Paris  —  French bank Societe Generale overhauled its top ranks on Tuesday, announcing the departure of two deputy chief executives after its worst quarterly performance since the global financial crisis.

France's third-largest bank surprised investors with a €1.26bn quarterly loss on Monday, its worst since rogue trader Jerome Kerviel left a gaping hole in its accounts in 2008.

The latest loss has cranked up the pressure on CEO Frederic Oudea to turn the bank around and he has pledged to cut the bank's trading risk following a torrid quarter for markets triggered by the Covid-19 pandemic.

The bank is due to present a new strategy in the first half of next year and Oudea said that the management changes meant the bank could crack on with its preparations with a new generation of senior leaders.

“The goal is to prepare the strategic plan without delay,” he said.

“It seemed important to me to put together a team for the next few years both to confirm the rebound in the group's performance in the short term and, above all, to build for the future. It is a move that was long prepared and organised.”

French banks have been hit by big losses in equity derivatives during the health crisis, putting them on the back foot compared with most global rivals who have profited from a surge in trading volumes.

Rival French lender Natixis said on Monday it was axing CEO  Francois Riahi after its second quarterly loss in a row and bringing in the finance chief from its parent company BPCE to overhaul its investment banking strategy.

Equity derivatives have traditionally been a source of pride for the French finance industry but unprecedented market volatility sparked by Covid-19 meant that equity trading revenues were almost wiped out in the first half of the year.

New generation

In Tuesday's reshuffle, SocGen cut the number of deputy chief executive roles to two from four and said it was creating deputy GM  roles for a new generation of leaders.

Deputy CEO Severin Cabannes, who oversees the investment bank, will retire at the end of 2020 while Philippe Heim, who was in charge of international markets, is leaving his deputy CEO role with immediate effect.

Slawomir Krupa, head of global banking and investor solutions for the bank's North American operations, will become deputy GM and head of global banking and investor solutions globally from 2021.

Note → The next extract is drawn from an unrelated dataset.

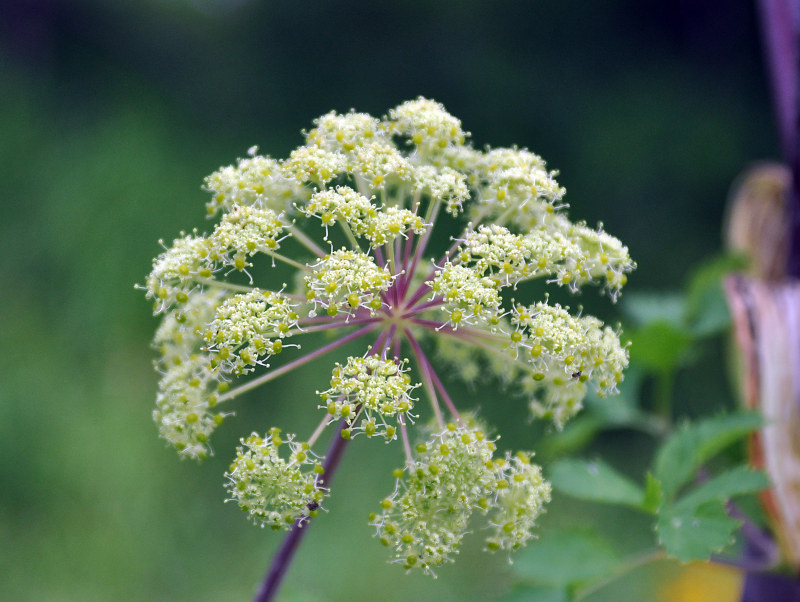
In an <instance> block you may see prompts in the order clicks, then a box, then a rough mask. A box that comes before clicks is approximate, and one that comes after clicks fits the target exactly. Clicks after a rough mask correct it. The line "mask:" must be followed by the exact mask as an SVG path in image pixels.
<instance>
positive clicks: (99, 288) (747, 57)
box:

The wide-ranging changes will also see Philippe Aymerich, deputy CEO and head of the French retail banking divisions, take on responsibility for all of the lender's international retail banking and consumer credit activities.

Oudea, whose mandate expires in 2023, said the changes did not mean there had been any acceleration in the bank's succession planning.

“We decided to promote a generation of leaders who have a strong sense of execution and have shown it in their careers,” Oudea said. “There is no acceleration (of the succession plan), it is an organised, structured preparation”.

Oudea also said the bank needed to create more synergies between its retail banking activities and that required significant investment.

“The idea is to set up a structure that allows us to gradually pool the maximum amount of resources,” Oudea said.

The bank said on Monday that a review of its structured products business that suffered during the Covid-19 crisis would lead to a drop in revenue of between €200m to €250m.

Oudea said that its markets division, which includes structured products trading, was likely to contribute a smaller proportion of its investment banking revenue in the future while there would be some growth in financing and transaction banking.